Great post. Keeping your house in order and not trading with scared money is no doubt important. I imagine those who are well capitalized and wealthy could approach trading almost similar to trading in a simulator. So, keeping your house in order, trading with money that wouldn't bother you to lose and with low leverage should take care of many psychological issues and pressure. I'm sure there's more to it, though, but you no doubt outlined the most important foundation here.
%% Strange the way sometimes small works well + better\ just dont forget about it Some times it feels like the market tries to trick or get you\ but really how many traders/investors have goal of trying to trick or get some one.?? NOT many/ because most want a profit.[ Imagine briefly, a silly written trading plan , dont make a profit, just inflict pain or trick some one, how silly can someone get??] Actually i was thinking of one of my first trades many years ago; i was afraid the market was going to reverse as soon as i got in\ as if= ''ok we see some one just did an odd lot,, so ALL market traders + investors+ funds REVERSE'' Cant really separate emotions from trading; but for sure, can separate stupid stuff + unreasonable from trading.
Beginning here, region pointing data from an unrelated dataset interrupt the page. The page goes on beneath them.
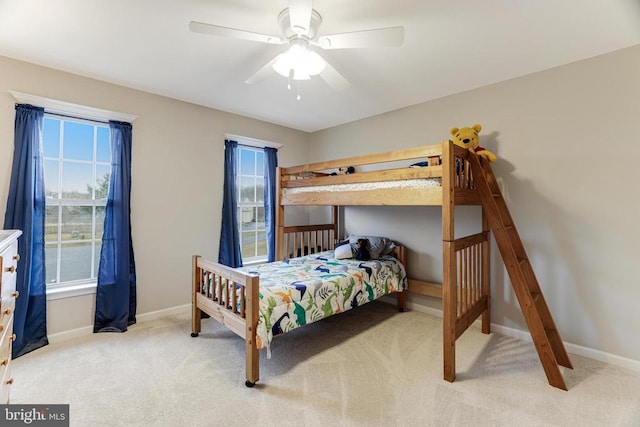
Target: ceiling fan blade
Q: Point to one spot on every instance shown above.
(300, 15)
(333, 78)
(216, 30)
(382, 37)
(262, 73)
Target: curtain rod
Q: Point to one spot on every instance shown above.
(51, 113)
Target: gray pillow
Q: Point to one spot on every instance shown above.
(377, 245)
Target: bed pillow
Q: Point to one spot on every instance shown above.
(377, 245)
(343, 251)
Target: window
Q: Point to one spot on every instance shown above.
(251, 219)
(77, 164)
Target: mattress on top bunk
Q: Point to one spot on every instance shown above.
(303, 290)
(364, 186)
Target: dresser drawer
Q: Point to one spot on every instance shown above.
(5, 385)
(5, 349)
(9, 263)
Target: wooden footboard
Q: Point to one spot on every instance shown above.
(465, 292)
(232, 298)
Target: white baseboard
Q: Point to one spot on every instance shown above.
(579, 350)
(141, 318)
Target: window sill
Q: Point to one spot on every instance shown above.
(71, 291)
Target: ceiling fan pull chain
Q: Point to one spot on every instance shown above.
(291, 74)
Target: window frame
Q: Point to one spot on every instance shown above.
(255, 259)
(89, 283)
(258, 145)
(63, 108)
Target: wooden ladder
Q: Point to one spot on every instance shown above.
(534, 307)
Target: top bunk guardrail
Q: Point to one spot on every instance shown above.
(387, 181)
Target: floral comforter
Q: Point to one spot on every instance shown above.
(303, 290)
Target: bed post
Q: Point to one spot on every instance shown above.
(196, 314)
(336, 228)
(252, 355)
(449, 297)
(486, 275)
(279, 216)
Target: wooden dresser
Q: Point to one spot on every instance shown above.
(8, 263)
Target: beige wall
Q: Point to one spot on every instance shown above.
(568, 149)
(177, 175)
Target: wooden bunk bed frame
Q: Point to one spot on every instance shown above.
(465, 288)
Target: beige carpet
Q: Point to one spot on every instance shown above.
(367, 367)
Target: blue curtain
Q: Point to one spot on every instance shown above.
(229, 252)
(116, 292)
(26, 212)
(270, 165)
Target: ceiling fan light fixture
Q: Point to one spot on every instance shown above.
(304, 62)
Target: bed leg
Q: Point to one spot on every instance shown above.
(401, 298)
(196, 313)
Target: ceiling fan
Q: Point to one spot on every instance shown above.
(299, 25)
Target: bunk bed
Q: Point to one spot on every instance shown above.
(382, 179)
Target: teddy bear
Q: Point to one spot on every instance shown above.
(468, 138)
(344, 171)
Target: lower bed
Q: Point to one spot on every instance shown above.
(264, 301)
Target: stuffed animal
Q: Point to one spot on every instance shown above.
(361, 252)
(468, 138)
(344, 171)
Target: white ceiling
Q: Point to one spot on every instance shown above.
(450, 46)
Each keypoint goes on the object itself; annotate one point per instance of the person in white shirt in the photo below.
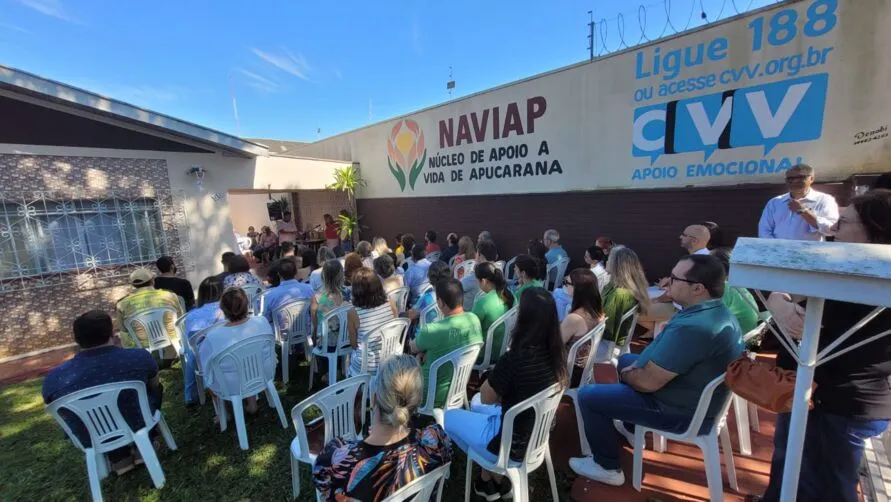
(286, 228)
(802, 214)
(239, 326)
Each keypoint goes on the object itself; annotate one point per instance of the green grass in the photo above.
(38, 463)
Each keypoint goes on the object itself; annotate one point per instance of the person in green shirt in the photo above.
(456, 330)
(495, 301)
(739, 300)
(527, 270)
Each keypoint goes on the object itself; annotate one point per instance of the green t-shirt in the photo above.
(440, 338)
(488, 308)
(742, 304)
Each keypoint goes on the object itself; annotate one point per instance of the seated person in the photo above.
(661, 386)
(393, 454)
(586, 312)
(145, 297)
(536, 360)
(168, 281)
(206, 315)
(372, 310)
(386, 270)
(416, 276)
(456, 330)
(240, 274)
(101, 361)
(495, 301)
(485, 252)
(239, 326)
(288, 290)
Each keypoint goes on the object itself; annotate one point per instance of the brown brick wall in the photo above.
(40, 317)
(648, 221)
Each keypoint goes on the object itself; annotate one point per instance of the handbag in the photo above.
(763, 384)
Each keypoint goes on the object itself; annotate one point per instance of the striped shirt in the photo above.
(369, 320)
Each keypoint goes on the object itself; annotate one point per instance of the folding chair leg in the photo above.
(240, 428)
(93, 475)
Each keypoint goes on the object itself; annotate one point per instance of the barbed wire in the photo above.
(601, 38)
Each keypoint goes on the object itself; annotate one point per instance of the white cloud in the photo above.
(52, 8)
(286, 62)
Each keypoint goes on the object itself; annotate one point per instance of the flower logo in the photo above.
(406, 150)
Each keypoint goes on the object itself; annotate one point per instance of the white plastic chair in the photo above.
(392, 341)
(544, 405)
(461, 361)
(97, 409)
(336, 403)
(422, 488)
(708, 442)
(592, 339)
(342, 347)
(153, 322)
(292, 326)
(509, 321)
(399, 296)
(464, 268)
(246, 356)
(555, 273)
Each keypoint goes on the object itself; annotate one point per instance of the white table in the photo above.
(856, 273)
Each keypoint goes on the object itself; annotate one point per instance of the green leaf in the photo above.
(398, 174)
(416, 170)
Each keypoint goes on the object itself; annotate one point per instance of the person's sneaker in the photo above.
(486, 490)
(587, 467)
(506, 489)
(628, 435)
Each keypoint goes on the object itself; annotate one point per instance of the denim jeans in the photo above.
(833, 448)
(600, 404)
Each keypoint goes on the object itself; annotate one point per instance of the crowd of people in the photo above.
(703, 322)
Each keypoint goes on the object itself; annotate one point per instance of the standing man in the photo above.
(287, 229)
(803, 214)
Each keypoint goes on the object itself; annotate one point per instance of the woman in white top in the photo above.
(239, 326)
(371, 310)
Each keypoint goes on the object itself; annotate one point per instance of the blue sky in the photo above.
(295, 67)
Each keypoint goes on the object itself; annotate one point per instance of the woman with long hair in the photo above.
(394, 453)
(536, 360)
(627, 289)
(493, 303)
(585, 313)
(372, 310)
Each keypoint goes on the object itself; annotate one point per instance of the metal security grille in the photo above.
(49, 238)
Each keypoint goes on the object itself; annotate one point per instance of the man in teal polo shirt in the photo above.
(660, 388)
(456, 330)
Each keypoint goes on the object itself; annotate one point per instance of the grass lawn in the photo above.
(37, 462)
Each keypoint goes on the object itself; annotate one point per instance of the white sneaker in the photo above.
(628, 435)
(587, 467)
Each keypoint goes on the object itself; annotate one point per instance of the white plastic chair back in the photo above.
(153, 322)
(545, 405)
(430, 314)
(292, 322)
(461, 361)
(591, 339)
(464, 268)
(422, 488)
(555, 273)
(392, 341)
(247, 356)
(399, 296)
(509, 321)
Hello Laissez Faire, That is correct. Lets be honest. If you had $500,000 in the bank in your saving, and no debt, and a wife happy in her career, and you happy in your career, and another $50,000 to go trade with, you would not have NO mental issues. The only issue I have and working on daily is trading skill or verification of an trading edge. Most people just take the $500,000 and get busy trading with no expeirence. After about $300,000 in losses, the mental issues start.
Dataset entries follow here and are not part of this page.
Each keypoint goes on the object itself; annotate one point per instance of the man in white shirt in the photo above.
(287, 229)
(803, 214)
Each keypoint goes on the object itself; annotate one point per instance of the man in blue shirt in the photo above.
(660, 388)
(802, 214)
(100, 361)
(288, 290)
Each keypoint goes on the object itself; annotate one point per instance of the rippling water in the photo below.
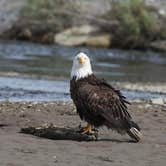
(55, 62)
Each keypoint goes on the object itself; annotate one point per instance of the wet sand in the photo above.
(112, 149)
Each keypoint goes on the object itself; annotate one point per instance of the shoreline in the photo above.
(113, 148)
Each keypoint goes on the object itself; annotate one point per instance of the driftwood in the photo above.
(60, 133)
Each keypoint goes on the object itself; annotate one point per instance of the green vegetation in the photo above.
(138, 24)
(50, 13)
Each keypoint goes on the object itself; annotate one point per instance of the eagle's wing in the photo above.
(103, 100)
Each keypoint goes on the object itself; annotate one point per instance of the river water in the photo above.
(34, 72)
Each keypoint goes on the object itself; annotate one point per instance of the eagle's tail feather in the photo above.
(134, 131)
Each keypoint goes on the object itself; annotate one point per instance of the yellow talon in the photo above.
(87, 129)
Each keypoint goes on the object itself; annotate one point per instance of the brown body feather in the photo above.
(100, 104)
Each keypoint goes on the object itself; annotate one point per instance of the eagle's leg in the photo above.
(88, 129)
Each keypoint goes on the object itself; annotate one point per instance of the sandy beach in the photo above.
(19, 149)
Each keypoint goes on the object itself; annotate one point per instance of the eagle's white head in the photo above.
(81, 66)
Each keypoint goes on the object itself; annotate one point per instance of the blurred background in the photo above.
(125, 39)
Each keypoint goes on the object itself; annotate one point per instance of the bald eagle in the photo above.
(97, 102)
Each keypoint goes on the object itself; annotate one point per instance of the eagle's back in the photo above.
(99, 103)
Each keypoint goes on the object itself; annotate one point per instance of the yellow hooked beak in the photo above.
(81, 60)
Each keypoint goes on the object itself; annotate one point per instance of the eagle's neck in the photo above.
(81, 72)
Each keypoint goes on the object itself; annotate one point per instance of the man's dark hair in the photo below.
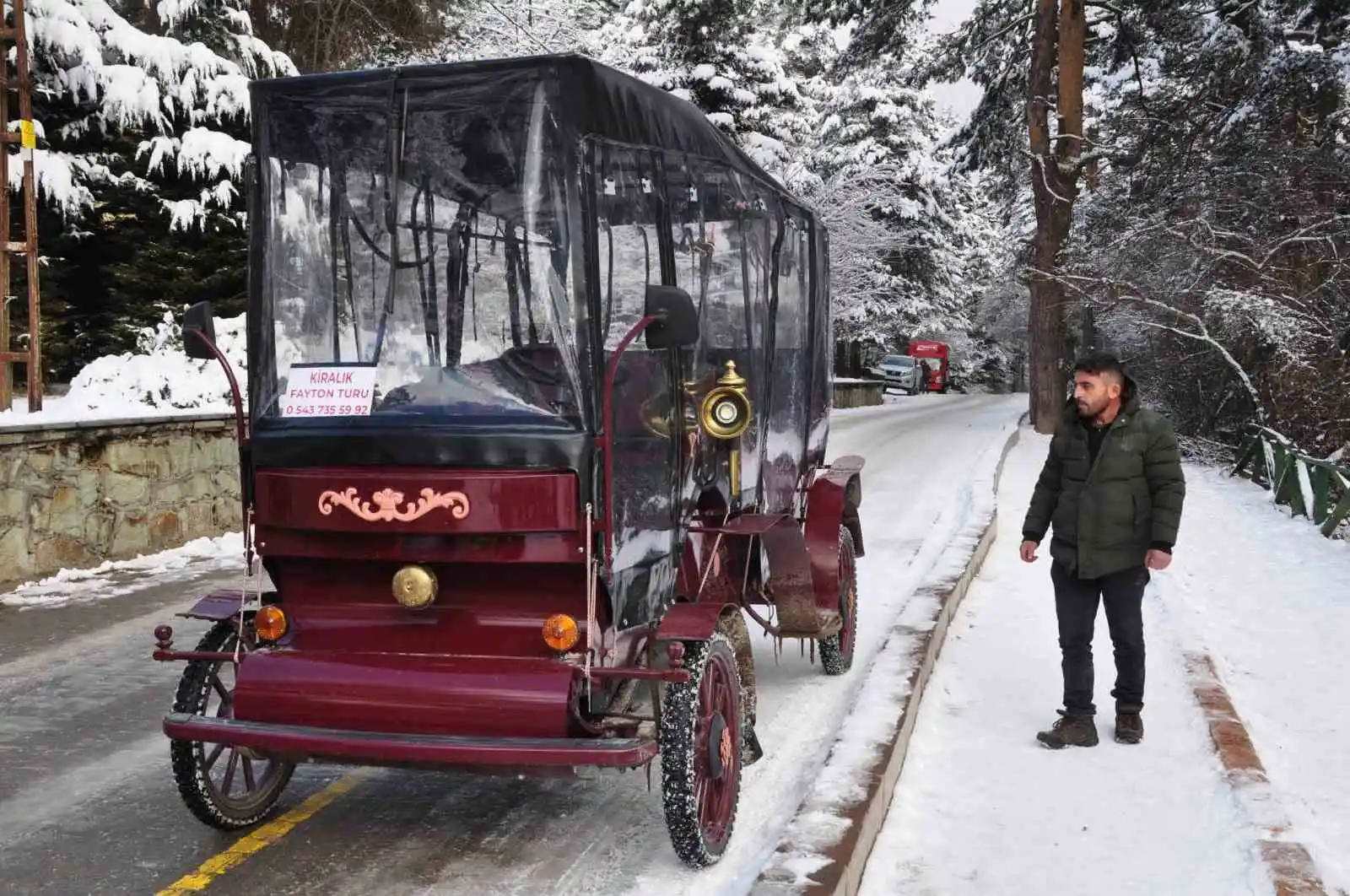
(1104, 362)
(1099, 364)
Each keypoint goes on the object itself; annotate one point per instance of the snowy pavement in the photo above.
(85, 785)
(983, 808)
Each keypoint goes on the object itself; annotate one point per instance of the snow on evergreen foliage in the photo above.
(175, 103)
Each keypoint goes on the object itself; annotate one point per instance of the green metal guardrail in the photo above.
(1315, 488)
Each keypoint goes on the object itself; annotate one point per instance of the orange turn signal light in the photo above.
(270, 623)
(560, 632)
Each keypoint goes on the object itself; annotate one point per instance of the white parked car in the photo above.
(901, 371)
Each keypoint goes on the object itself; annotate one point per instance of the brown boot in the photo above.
(1070, 731)
(1129, 727)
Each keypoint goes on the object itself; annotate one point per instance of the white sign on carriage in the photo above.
(328, 391)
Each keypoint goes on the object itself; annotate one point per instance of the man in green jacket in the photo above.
(1111, 488)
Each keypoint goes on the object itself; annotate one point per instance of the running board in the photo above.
(377, 748)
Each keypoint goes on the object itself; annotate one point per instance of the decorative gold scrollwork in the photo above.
(386, 505)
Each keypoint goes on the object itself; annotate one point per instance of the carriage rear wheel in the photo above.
(837, 650)
(223, 785)
(701, 752)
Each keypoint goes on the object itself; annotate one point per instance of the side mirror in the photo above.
(199, 320)
(678, 327)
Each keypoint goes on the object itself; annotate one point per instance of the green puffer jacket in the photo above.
(1107, 515)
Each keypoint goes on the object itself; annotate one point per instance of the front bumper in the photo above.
(294, 742)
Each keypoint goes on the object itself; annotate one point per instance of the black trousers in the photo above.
(1077, 605)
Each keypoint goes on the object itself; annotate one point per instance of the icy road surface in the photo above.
(983, 808)
(88, 805)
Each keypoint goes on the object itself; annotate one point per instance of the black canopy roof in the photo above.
(591, 100)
Someone who has a full time career and also trades on the side is not a pro trader, they are a hobby trader. Of course such a person will not have as many mental issues when trading. But at the same time they wont make anywhere near the amount of money as a focused professional trader does.
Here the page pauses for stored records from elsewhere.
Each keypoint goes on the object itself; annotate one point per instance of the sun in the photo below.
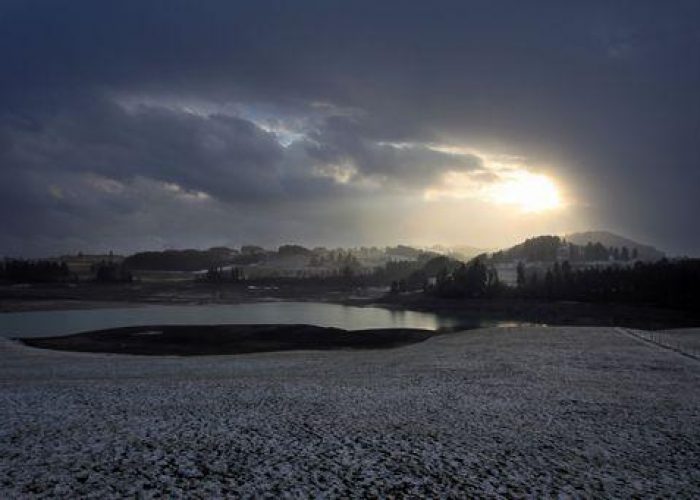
(530, 192)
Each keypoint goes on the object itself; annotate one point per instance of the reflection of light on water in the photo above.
(47, 323)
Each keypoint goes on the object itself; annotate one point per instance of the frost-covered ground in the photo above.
(512, 412)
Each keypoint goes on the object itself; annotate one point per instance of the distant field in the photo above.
(540, 412)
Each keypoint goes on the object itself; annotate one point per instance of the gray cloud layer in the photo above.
(603, 92)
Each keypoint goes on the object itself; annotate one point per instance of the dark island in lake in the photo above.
(198, 340)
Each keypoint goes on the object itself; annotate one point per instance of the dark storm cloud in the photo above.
(603, 92)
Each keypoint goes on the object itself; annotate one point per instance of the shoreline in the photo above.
(536, 311)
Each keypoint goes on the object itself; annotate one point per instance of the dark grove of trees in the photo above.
(471, 280)
(111, 272)
(34, 271)
(674, 284)
(178, 260)
(545, 249)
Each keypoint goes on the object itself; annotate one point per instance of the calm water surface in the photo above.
(47, 323)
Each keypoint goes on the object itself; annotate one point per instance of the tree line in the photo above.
(672, 284)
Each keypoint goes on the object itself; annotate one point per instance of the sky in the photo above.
(131, 125)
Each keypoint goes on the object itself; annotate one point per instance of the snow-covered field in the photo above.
(509, 412)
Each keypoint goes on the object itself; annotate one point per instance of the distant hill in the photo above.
(608, 239)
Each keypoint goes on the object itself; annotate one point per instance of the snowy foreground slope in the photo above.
(521, 411)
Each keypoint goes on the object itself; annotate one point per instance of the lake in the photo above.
(48, 323)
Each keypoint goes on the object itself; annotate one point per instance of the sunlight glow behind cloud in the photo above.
(527, 191)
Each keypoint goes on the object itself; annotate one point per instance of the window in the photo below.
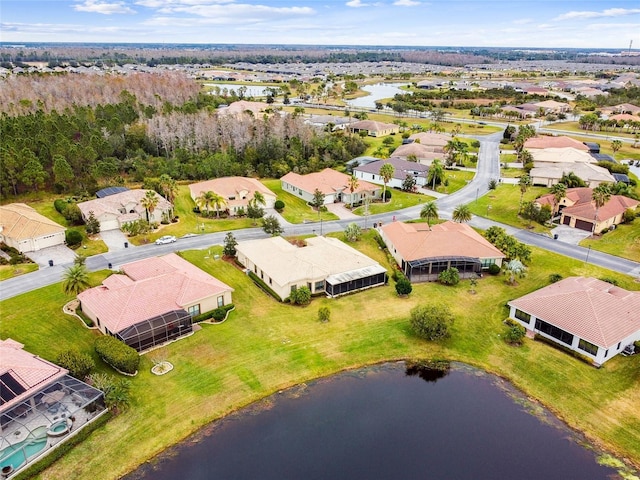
(588, 347)
(520, 315)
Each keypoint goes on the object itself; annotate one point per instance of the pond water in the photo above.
(376, 92)
(380, 423)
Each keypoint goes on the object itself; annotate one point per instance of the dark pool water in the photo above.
(380, 423)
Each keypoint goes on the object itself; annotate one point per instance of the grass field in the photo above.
(266, 346)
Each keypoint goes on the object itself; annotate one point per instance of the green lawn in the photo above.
(502, 206)
(296, 210)
(624, 241)
(266, 346)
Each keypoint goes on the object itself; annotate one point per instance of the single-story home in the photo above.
(373, 128)
(237, 191)
(40, 405)
(586, 315)
(115, 210)
(24, 229)
(402, 168)
(423, 253)
(153, 301)
(333, 184)
(324, 265)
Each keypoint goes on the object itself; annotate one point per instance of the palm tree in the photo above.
(386, 172)
(429, 211)
(76, 279)
(149, 202)
(435, 174)
(515, 268)
(600, 195)
(559, 191)
(524, 183)
(461, 214)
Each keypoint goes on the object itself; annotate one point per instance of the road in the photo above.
(488, 168)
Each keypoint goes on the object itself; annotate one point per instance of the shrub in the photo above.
(515, 334)
(431, 322)
(403, 285)
(450, 276)
(555, 277)
(301, 296)
(493, 269)
(117, 354)
(73, 238)
(78, 364)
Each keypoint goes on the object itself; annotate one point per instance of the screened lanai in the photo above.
(157, 330)
(428, 269)
(31, 426)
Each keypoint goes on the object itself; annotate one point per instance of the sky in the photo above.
(598, 24)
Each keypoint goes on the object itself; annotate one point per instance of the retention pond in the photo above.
(382, 423)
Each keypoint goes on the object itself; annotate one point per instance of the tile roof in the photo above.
(414, 241)
(328, 181)
(19, 221)
(401, 168)
(149, 288)
(547, 141)
(27, 369)
(322, 256)
(596, 311)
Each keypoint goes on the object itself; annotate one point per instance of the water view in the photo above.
(381, 423)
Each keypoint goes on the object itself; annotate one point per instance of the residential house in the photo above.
(115, 210)
(324, 265)
(41, 405)
(24, 229)
(423, 253)
(373, 128)
(236, 191)
(586, 315)
(402, 169)
(153, 301)
(334, 186)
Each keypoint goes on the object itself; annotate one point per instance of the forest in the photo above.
(77, 134)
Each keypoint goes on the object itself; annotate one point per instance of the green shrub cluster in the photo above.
(117, 354)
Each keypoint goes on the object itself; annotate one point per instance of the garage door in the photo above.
(582, 225)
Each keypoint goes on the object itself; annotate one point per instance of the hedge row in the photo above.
(117, 354)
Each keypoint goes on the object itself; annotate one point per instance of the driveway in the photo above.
(59, 255)
(570, 235)
(114, 239)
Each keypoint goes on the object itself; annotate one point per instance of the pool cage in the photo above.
(157, 330)
(29, 429)
(428, 269)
Not quite. The 30k you are paying for the car is money you are pissing away. Drive it off the lot and it has depreciated 10%. The longer you keep it the less it is worth. Borrow money to buy stuff that apprciates or at least has a chance to appreciate. You got a home without a mortgage and you borrow to buy a car? You got investments? Sell the investments, buy the car, borrow to buy new investments. At least they have a chance of appreciating and the loan interest is deductible.
Um I am not so sure about plenty of money thing. I think more accurately, if one had an excess of say, 200-300K cash flow (profit) a year guaranteed, it would be like sim. Once you make a bunch, the issue is cash flow-generation and capital preservation. A bad martingale loss would set one back pretty hard loosing what you have made, which is almost worse. An old school (Pre-5 rings- Musashi), is that you need to be so proficient it is deeply burned into you mind and body, that the right thing is second nature. Of course it was hard to keep your cool with 50+ guys with swords, spears and bow-arrows on a battlefield. So trading should be easy right? Also sometimes it is more about being right or wrong than making money. We have all been there.
Why would anyone in that situation want to be a trader, if they have such a great life already? Attempting trading will only reduce happiness for them. As such people tend to discover pretty quickly.
Managing your personal balance sheet is part of running your "trading business." Money is fungible. You should borrow at the lowest rate you can with the longest maturity, easiest pre-payment penalties, and tightest recourse. If some car salesman will lend me 75k for my wife's car at 2% over 7 years, non-recourse, with no pre-payment penalty, i will take that every day of the week and keep that 75k in my brokerage account to earn. The fact that the car depreciates the moment I drive off the lot is irrelevant. I still own that specific asset no matter how i finance it.
Many cars are appreciating assets these days. Wife recently totalled her car, insurance company paid out 10% more than i paid it for three years ago.